Navigating the vendor landscape populated with immature tools also presents ongoing challenges. Bhola recommends, “Selecting vendors that offer true transparency into their AI practices and a clear roadmap for addressing technical debt in their models is a significant challenge for many organizations.” It requires careful due diligence beyond marketing.
It’s also tough balancing automation vs. accountability when automated checks miss something critical. Senan adds that embedding Responsible AI and Agentic AI principles helps organizations navigate these challenges by integrating autonomous agents within governed environments.
While these roadblocks shouldn’t deter AI adoption, they represent crucial technical and organizational hurdles requiring deliberate strategy, careful planning, and organizational willingness to adapt QA operations and success metrics to AI realities.

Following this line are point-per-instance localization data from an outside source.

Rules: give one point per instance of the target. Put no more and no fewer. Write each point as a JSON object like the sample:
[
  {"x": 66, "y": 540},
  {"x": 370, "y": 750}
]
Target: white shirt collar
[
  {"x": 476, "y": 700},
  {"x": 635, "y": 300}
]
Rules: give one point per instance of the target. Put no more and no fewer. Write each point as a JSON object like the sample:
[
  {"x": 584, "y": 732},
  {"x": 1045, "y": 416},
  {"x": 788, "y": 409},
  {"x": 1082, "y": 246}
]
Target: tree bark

The path to successful AI testing
So, building trust in AI-driven QA definitely isn’t a simple thing.
Getting AI to work successfully and deliver real value requires more than technology adoption alone. Industry leaders emphasize that trust must be deliberately cultivated while addressing both technical and human considerations throughout the process.

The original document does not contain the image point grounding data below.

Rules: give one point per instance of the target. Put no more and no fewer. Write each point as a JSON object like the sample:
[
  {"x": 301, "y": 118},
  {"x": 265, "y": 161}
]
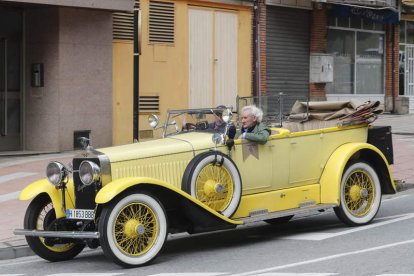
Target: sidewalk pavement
[{"x": 19, "y": 169}]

It begins with strategic tool selection. “You have to focus on technical criteria like transparency features, adherence to security standards, real-world capability, and integration flexibility,” says Ratra of Walmart. Evaluating AI based on what really matters builds the foundation for reliability and confidence.
And it means being ready to face the real problems that come up during implementation. This includes managing expectations, getting the right technical metrics for ROI, navigating data governance and integration hurdles, and handling the organizational changes that shift roles and responsibilities.
“These roadblocks need strategic navigation, not avoidance,” explains Bhola, drawing from his engineering experience launching Kane AI, a native GenAI test agent developed by his team at LambdaTest.
Ultimately, AI in QA represents a collaborative partnership between technology and human expertise. AI handles repetitive tasks, finds patterns. But humans bring critical thinking, judgment, and strategic context that remain indispensable.
When organizations commit to careful evaluation and strategic challenge navigation, they unlock AI’s potential.
Bhola, exposits “When done right, focusing on building trust and addressing challenges results in AI solutions that not only improve technical efficiency but also elevate the overall quality and speed of software delivery.”
The goal of this exercise is to empower testers, streamline processes, and deliver reliable software with confidence.